Wie stark strahlen neue Mobilfunkanlagen? , [1:29]
Viel gefährlicher als die großen Masten sind die Endgeräte im eigenen Haushalt, so das Ergebnis der Studie. Von Handys, Laptops und Tablet-Computern gehe eine viel größere Strahlung aus, meint Christian Bornkessel, Leiter der Studie. Ross rät Nutzern: "Jeder sollte schauen, inwieweit er auf kabelgebundene Systeme umsteigen kann.
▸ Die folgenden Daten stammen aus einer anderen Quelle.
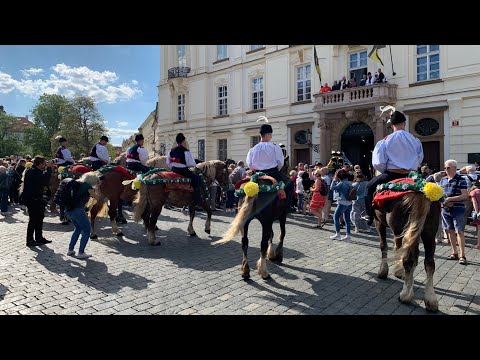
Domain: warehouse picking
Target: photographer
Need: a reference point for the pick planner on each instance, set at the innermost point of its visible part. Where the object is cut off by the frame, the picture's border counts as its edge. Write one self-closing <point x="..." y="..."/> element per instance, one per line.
<point x="453" y="219"/>
<point x="36" y="178"/>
Und wenn man die Geräte nicht nutzt, sollte man sie zumindest ausstellen."
Die neue Funktechnologier LTE wurde vor rund einem Jahr in Deutschland eingeführt. Sie ist der Nachfolger der UMTS-Technik. Die Verbindung und Übertragungsrate liegt zum Teil sogar über DSL-Niveau. Mit der neuen Technik ist nun insbesondere auch in ländlichen Regionen schnelles Internet verfügbar. Mittlerweile gibt es auch Handys, die LTE nutzen können. Der LTE-Ausbau schreitet voran, aber es ist noch nicht flächendeckend verfügbar.